TALK 12 - San Francisco REI (Part Four)
“You mentioned you host workshops, tell me more about that.”
He arrived late, but he was the last to leave. I outlined the different ways that organizations can partner with, support, or hire me/Hiking My Feelings:
Empathy Evolution is the first step. It helps folks identify the lies they’ve been telling themselves, the stories that no longer serve them, these limiting beliefs we all run around with that we may not be aware of. Once we know what they are, we can reframe them. Most of what we believe was taught to us, and we didn’t have the capacity to challenge it or question it. This process helps us do that, so we can arrive at a place where we are making decisions out of love, not fear.
Unpacking Your Trauma Pack takes folks through the process of looking inside this invisible backpack. What’s in it? Who does it belong to? Do I want to keep it? Once we have the awareness of what is weighing us down, who it belongs to, and when we know what we want to do with it, then we can start making progress on unpacking it.
Peak Performance: Summit Your Personal Mountain is a coaching program integrating classroom work and physical movement. Whether the mountain you want to summit is literal or metaphorical, we help with preparation to achieve the goal, accountability in the pursuit of the achievement, and re-integration strategies on how you incorporate the learnings from the experience after you’ve accomplished what you set out to accomplish.
After I finished explaining the different workshops we offer, he said,
“That all sounds amazing. Can you do these presentations with Chinese subtitles?”
“I don’t currently, but if you had a group that was interested in one of these workshops and subtitles were the best way to go, we could absolutely figure it out. What about a translator?” I responded.
“Well, I like the way you deliver it and I don’t want the emotion to get lost in the translation. I’d rather have them listen to you speak and read the subtitles.”

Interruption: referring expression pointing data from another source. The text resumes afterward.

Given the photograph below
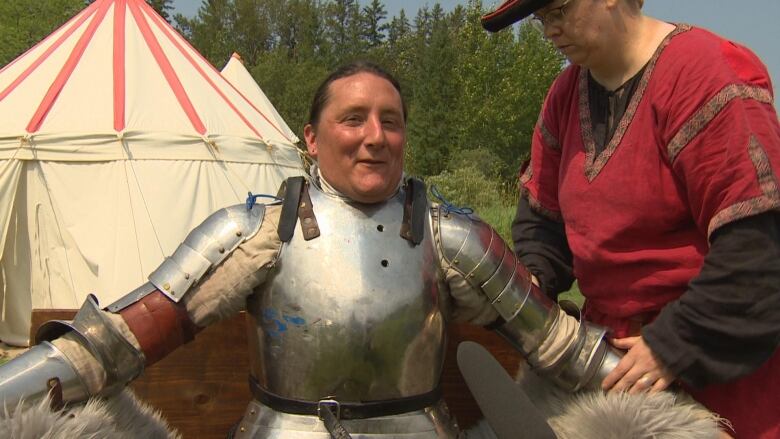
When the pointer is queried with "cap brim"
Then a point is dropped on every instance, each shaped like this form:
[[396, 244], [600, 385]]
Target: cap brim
[[510, 12]]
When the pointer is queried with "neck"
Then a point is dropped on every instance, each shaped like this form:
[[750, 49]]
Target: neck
[[633, 42]]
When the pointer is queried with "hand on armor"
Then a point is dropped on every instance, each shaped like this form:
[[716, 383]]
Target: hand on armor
[[638, 371]]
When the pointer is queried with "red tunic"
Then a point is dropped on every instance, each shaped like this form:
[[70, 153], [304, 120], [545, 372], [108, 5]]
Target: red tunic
[[698, 147]]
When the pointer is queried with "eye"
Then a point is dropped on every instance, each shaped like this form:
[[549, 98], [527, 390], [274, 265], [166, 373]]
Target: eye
[[391, 122], [353, 119]]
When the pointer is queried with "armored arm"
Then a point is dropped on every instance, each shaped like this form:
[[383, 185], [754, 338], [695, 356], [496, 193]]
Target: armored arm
[[572, 353], [102, 350]]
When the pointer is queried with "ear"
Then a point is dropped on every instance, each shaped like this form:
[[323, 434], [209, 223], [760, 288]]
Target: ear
[[311, 140]]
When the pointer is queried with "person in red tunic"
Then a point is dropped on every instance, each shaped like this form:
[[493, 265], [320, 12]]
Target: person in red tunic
[[653, 181]]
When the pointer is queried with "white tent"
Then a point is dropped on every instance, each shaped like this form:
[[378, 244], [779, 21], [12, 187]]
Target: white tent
[[116, 139], [235, 72]]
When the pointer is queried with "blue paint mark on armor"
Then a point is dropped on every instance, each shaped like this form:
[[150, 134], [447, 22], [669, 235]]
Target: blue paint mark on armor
[[295, 320], [276, 327]]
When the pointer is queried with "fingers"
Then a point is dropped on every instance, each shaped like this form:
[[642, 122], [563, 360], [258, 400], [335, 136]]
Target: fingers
[[624, 365], [625, 343], [643, 384], [634, 377], [661, 384]]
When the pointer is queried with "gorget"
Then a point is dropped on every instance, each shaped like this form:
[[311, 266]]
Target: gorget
[[353, 314]]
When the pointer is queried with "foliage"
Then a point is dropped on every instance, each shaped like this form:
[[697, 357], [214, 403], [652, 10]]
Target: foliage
[[466, 90]]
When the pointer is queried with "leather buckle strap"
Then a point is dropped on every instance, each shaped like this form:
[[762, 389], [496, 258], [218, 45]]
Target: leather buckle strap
[[330, 419], [346, 410]]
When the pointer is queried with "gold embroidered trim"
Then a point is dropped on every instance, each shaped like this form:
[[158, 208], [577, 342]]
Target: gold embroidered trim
[[767, 180], [704, 115]]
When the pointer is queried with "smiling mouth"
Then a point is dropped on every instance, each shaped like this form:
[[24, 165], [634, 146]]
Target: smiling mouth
[[371, 162]]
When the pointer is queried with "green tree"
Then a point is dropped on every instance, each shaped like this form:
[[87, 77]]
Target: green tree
[[373, 28], [162, 7]]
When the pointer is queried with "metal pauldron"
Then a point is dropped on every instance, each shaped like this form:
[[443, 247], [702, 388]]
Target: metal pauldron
[[206, 246], [98, 334], [474, 249], [28, 378]]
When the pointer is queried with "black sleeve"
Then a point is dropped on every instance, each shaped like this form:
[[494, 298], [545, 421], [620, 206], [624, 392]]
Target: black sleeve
[[728, 322], [541, 245]]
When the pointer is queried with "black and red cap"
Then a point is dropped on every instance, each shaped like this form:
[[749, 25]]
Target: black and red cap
[[510, 12]]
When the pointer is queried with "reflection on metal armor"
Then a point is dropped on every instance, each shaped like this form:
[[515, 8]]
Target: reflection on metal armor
[[475, 250], [353, 315]]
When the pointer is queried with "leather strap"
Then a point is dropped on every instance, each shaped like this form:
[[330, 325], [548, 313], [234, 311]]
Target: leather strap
[[289, 215], [415, 204], [347, 410], [159, 324], [309, 224]]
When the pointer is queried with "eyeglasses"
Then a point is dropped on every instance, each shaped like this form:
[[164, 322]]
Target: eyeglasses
[[553, 17]]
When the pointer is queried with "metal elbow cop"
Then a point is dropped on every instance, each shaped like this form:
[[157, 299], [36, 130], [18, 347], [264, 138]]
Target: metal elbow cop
[[44, 368], [476, 251]]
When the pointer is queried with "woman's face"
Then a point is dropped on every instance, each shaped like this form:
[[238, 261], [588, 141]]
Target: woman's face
[[359, 140], [581, 34]]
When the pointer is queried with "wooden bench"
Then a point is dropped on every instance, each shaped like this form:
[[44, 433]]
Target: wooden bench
[[201, 388]]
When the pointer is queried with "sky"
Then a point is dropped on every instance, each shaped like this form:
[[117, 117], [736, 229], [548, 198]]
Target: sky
[[753, 23]]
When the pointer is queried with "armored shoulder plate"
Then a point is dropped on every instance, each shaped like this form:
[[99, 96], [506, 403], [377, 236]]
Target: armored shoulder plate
[[206, 246], [474, 249]]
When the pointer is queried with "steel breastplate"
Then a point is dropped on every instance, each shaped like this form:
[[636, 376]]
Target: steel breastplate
[[353, 314]]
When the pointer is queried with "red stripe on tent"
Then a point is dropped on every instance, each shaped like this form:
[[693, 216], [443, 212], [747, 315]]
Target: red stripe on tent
[[157, 20], [174, 36], [80, 16], [67, 69], [78, 20], [165, 66], [119, 64]]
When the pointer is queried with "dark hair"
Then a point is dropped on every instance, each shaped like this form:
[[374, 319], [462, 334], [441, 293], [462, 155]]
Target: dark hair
[[322, 94]]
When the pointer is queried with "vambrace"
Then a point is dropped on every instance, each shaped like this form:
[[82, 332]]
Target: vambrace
[[152, 314], [530, 319]]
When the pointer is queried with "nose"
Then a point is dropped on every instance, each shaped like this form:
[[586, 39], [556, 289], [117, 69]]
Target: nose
[[374, 133], [551, 30]]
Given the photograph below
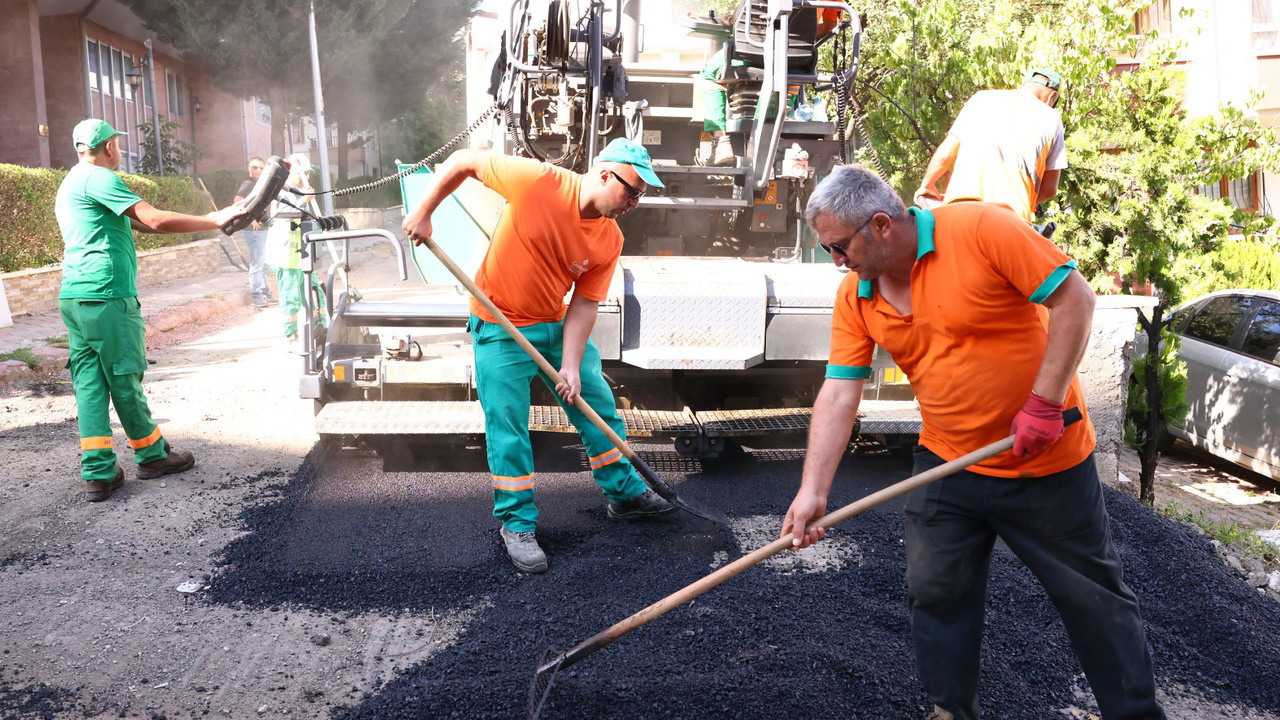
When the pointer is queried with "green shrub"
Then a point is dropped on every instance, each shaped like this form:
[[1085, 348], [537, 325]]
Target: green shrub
[[28, 229], [1173, 386], [223, 185], [1237, 264]]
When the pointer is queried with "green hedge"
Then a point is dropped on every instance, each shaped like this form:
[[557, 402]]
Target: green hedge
[[223, 185], [28, 229], [1248, 264]]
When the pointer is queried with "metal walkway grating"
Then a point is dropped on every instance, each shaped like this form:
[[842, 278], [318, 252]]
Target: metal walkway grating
[[467, 418], [739, 423]]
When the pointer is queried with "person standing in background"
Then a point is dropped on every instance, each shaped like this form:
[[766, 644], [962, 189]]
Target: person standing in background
[[255, 237], [284, 246]]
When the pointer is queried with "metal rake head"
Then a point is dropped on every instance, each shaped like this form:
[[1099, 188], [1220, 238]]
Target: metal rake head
[[540, 688]]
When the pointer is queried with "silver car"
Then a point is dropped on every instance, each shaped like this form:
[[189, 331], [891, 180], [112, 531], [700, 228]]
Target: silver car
[[1232, 349]]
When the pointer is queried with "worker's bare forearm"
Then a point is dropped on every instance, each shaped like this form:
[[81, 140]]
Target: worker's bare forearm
[[451, 176], [1070, 320], [152, 219], [940, 163], [833, 414], [579, 320]]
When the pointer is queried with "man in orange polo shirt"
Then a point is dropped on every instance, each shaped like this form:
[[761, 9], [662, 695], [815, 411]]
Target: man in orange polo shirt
[[557, 232], [990, 322]]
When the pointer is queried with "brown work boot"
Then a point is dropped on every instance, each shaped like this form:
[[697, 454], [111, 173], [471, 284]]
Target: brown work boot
[[177, 461], [96, 491]]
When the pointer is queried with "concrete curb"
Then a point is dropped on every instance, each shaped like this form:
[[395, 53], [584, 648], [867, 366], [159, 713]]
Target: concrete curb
[[159, 322], [195, 311]]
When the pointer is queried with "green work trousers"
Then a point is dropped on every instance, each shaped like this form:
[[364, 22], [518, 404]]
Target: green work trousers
[[503, 374], [714, 112], [289, 283], [108, 358]]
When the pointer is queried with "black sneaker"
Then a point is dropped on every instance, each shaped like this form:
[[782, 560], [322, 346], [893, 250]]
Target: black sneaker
[[96, 491], [644, 505], [177, 461]]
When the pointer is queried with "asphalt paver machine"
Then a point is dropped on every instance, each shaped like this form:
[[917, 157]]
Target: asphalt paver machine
[[717, 326]]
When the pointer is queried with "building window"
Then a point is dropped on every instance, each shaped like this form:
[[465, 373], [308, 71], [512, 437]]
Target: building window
[[127, 67], [177, 99], [92, 64], [1265, 27], [117, 73], [261, 112], [1156, 17]]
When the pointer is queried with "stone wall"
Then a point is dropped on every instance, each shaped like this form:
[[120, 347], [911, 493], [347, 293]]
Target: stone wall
[[36, 290], [1105, 376]]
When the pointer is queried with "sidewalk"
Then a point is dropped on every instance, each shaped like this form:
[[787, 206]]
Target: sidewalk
[[32, 331]]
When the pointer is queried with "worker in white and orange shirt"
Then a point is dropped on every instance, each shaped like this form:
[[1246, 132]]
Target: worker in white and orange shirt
[[1006, 146], [557, 232]]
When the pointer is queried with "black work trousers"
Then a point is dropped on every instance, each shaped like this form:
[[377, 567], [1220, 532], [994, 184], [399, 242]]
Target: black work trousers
[[1059, 527]]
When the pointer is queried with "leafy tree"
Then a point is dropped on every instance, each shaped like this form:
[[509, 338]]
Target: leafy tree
[[177, 155], [1127, 206]]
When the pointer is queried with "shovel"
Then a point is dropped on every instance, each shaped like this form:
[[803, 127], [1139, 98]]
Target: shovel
[[547, 670], [647, 473]]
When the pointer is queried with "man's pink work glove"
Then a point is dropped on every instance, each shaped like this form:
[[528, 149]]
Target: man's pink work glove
[[1037, 425]]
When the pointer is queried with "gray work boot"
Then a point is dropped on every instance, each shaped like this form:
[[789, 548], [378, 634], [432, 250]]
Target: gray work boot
[[722, 151], [524, 551], [644, 505], [97, 491], [177, 461]]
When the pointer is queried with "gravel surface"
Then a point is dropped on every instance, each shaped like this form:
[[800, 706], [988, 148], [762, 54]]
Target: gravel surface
[[336, 589]]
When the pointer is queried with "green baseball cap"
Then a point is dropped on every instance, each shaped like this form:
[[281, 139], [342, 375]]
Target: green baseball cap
[[634, 154], [1050, 78], [92, 132]]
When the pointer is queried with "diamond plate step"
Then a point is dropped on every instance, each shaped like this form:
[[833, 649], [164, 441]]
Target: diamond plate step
[[876, 417], [467, 418], [888, 418]]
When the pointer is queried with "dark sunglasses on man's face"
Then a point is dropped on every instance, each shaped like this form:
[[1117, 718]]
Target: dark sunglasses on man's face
[[631, 191], [833, 249]]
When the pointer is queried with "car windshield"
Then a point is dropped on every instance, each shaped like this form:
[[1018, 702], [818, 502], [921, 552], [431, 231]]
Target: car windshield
[[1219, 318], [1262, 341]]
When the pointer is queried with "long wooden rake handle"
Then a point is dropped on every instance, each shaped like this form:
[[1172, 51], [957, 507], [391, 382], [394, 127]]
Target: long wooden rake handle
[[647, 473], [528, 346], [658, 609]]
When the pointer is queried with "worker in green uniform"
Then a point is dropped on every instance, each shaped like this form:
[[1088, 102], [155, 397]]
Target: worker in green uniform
[[100, 306]]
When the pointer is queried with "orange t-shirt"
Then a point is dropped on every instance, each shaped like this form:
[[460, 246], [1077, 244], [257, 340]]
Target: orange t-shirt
[[542, 246], [976, 337]]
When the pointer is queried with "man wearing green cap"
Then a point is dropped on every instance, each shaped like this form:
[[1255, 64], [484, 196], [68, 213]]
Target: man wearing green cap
[[100, 308], [1006, 146], [557, 232]]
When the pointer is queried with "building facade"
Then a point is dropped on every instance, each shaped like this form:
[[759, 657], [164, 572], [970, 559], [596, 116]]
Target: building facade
[[65, 60]]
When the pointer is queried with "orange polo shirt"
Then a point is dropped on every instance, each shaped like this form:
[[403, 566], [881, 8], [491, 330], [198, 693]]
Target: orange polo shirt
[[974, 340], [542, 246]]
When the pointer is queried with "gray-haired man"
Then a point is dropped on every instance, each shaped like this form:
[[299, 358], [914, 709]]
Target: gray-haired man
[[956, 297]]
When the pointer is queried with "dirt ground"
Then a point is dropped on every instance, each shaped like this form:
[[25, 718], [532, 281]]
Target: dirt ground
[[334, 589]]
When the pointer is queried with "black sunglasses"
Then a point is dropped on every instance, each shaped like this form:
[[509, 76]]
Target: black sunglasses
[[631, 191], [832, 249]]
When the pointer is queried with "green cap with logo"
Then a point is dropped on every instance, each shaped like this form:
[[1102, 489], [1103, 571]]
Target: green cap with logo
[[634, 154], [92, 132], [1048, 78]]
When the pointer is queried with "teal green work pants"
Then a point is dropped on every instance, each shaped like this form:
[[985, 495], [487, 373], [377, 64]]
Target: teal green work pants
[[108, 358], [503, 374], [289, 282], [714, 113]]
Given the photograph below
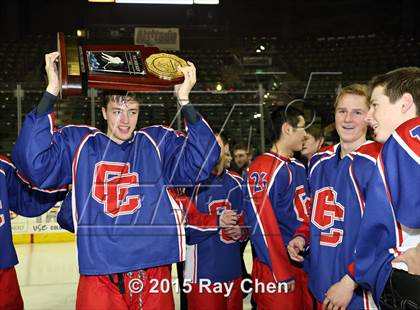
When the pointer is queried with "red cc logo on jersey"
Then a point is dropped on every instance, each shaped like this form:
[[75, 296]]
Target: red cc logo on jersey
[[324, 215], [111, 182]]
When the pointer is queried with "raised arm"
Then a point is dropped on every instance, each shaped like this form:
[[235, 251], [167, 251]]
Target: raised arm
[[43, 153]]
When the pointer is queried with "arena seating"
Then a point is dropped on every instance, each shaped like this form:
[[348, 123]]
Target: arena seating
[[239, 68]]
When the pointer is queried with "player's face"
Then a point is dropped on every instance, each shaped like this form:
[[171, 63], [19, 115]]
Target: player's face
[[310, 145], [228, 156], [121, 118], [222, 150], [350, 115], [241, 158], [298, 136], [384, 117]]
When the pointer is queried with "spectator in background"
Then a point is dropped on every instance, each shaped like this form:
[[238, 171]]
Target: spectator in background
[[314, 140], [242, 158]]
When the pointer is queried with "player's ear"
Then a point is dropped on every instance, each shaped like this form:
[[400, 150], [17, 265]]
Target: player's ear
[[104, 113], [286, 128], [407, 102]]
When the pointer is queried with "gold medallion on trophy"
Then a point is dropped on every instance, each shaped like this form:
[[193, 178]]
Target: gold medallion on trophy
[[165, 66]]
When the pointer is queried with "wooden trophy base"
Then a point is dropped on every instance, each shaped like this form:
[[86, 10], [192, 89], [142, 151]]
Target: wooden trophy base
[[119, 67]]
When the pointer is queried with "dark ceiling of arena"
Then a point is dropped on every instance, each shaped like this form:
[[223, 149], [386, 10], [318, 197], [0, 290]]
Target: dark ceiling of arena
[[282, 18]]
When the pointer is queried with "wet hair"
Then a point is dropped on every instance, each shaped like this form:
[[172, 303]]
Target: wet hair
[[240, 146], [353, 89], [222, 137], [117, 95], [397, 82], [281, 115]]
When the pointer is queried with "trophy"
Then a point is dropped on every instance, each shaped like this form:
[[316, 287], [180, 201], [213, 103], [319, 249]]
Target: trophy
[[119, 67]]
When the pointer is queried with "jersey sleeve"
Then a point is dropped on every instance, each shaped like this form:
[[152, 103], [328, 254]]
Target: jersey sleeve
[[43, 153], [372, 257], [27, 200], [189, 159], [199, 226], [261, 219], [65, 215]]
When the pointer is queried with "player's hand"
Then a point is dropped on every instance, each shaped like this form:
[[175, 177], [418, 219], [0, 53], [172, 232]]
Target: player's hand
[[411, 258], [295, 246], [339, 295], [291, 286], [51, 67], [228, 218], [183, 90], [233, 232]]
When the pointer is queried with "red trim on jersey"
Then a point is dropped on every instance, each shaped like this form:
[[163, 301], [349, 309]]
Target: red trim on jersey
[[398, 225], [404, 131], [267, 218]]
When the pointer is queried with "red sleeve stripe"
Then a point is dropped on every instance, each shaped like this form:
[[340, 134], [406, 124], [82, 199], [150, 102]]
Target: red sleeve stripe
[[397, 226], [181, 230], [357, 189], [153, 142]]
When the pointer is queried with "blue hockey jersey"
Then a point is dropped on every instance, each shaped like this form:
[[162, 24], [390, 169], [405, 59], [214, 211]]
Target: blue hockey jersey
[[391, 222], [18, 196], [218, 257], [275, 208], [123, 214], [338, 191]]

I fell away from the conversation in my brain for a second, visualizing what this would look like. I imagined me in a boardroom full of Chinese-speaking folks who are reading character subtitles as I speak. I panicked a bit, because while the story I tell is the same story at every tour stop, no two are delivered exactly the same. My talk isn’t scripted, it’s outlined, and depending on the energy of the room and the space itself, I’m able to tailor it to the audience a bit. The talk in Berkeley was full of raging laughter and felt more like a stand-up show at times. When three people showed up in Mountain View two days later, my animated delivery was too big for that room, it would have been weird.
I come back to the room, back to my body, back to this conversation:
“Well we will certainly make that work if you have a group that wants it. The number on my business card is my cell phone number so feel free to call or email when you know more and we can talk about how we make it happen.”
After the tour of the van, he was one of the last people to leave. He shook my hand, thanked me for sharing my story, and said he’d be in touch.
So who do I know that can transcribe my talk into Chinese subtitles?